Dissociation of increases in plasma insulin-like growth factor I and testosterone during the onset of puberty in bulls

• Published in: Journal of reproduction & fertility Vol. 106; no. 1; pp. 79 - 86
• Main Authors: Renaville, R, Massart, S, Sneyers, M, Falaki, M, Gengler, N, Burny, A, Portetelle, D
• Format: Journal Article
• Language: English
• Published: England Society for Reproduction and Fertility 01.01.1996
• Subjects: Animals; Blotting, Western - veterinary; Cattle - blood; Cattle - physiology; Gonadotropin-Releasing Hormone - pharmacology; Immunoblotting - veterinary; Insulin-Like Growth Factor Binding Proteins - blood; Insulin-Like Growth Factor I - metabolism; Male; Radioimmunoassay - veterinary; Sexual Maturation - physiology; Testosterone - blood; Testosterone - pharmacology
• ISSN: 1470-1626; 0022-4251; 1741-7899
• DOI: 10.1530/jrf.0.1060079

The present study was conducted to examine the relationship between plasma concentrations of testosterone, insulin-like growth factor I (IGF-I) and IGF-binding proteins (IGFBPs) during puberty, in male calves treated with GnRH or testosterone propionate. Twelve male Holstein calves (10 weeks old) were assigned to the control group ( n = 6), the GnRH-treated group ( n = 3) or the testosterone-treated group ( n = 3). For 8 weeks, the GnRH-treated group received a single i.v. injection of GnRH (0.5 μg kg −1 body mass) each day while the testosterone-treated group received an i.m. injection of testosterone propionate (0.5 mg kg −1 body mass) twice a day. The calves were studied until they were 200 days old. Hormone treatments were stopped one month after puberty was reached in the control group. Blood samples were collected every 30 min for 8 h every third day. Hormone concentrations were determined by radioimmunoassay.

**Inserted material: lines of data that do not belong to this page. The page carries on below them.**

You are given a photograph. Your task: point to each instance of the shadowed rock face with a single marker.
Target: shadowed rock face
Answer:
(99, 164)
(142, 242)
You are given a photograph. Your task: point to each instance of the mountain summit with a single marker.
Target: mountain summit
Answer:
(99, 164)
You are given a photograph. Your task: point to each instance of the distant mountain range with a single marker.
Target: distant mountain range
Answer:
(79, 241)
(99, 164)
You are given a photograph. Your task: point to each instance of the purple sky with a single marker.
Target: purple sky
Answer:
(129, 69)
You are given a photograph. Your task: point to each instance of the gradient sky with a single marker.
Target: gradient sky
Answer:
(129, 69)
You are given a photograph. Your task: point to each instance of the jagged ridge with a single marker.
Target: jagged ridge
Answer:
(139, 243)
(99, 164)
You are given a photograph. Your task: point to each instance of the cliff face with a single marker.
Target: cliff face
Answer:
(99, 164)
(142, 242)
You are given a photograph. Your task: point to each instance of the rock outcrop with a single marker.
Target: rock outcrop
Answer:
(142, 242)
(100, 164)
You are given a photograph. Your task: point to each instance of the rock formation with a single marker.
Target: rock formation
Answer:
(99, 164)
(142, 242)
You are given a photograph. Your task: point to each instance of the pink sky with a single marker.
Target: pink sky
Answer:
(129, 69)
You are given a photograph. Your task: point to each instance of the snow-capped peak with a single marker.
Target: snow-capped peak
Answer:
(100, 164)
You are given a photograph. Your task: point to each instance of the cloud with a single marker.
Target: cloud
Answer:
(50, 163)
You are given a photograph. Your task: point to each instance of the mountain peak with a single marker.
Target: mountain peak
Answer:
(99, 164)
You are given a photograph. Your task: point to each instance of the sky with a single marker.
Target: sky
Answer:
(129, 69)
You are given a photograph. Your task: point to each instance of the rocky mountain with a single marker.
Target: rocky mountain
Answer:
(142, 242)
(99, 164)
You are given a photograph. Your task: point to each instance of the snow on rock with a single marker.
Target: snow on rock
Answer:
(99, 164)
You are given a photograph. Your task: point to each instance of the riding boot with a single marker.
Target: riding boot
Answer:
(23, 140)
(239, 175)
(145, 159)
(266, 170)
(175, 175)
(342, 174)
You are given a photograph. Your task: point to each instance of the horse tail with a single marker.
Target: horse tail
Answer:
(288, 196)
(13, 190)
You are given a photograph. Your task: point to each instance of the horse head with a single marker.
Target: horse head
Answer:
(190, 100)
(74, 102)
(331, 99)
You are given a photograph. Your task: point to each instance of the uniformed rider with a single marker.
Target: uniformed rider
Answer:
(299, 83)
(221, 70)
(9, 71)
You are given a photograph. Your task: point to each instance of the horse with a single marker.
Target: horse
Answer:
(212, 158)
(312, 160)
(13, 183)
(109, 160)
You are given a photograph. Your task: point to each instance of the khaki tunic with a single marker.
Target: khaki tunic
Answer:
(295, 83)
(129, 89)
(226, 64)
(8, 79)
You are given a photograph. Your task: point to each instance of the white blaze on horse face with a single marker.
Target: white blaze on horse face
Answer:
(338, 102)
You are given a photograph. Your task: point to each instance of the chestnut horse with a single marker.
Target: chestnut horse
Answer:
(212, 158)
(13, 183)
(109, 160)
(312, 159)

Western ligand blotting and immunoblotting, using monoclonal antibodies against IGFBP-2 and IGFBP-3, were used to characterize the IGF-binding proteins. In the control group, puberty occurred at about 120 days of age and was associated with an increase in concentrations of testosterone, IGF-I and IGFBP-3 and a decrease in concentration of IGFBP-2. In the GnRH-treated group, plasma testosterone remained low until 8 weeks after establishment of puberty in the control group (4 weeks after the end of treatment). In the testosterone-treated group, testosterone was high during the treatment period and then decreased to prepubertal values when treatment was stopped. Testosterone values increased again to reach postpubertal values 5 weeks after the end of hormone treatment. Nevertheless, independent of testosterone status, the profile of IGF-I and the IGFBPs in the GnRH- and testosterone-treated groups were parallel to that reported for the control group with the transition from prepubertal to adult values at about 120 days of age. In conclusion, concentrations of testosterone, IGF-I and IGFBP-3 increase together, but probably independently, during the onset of puberty in male calves.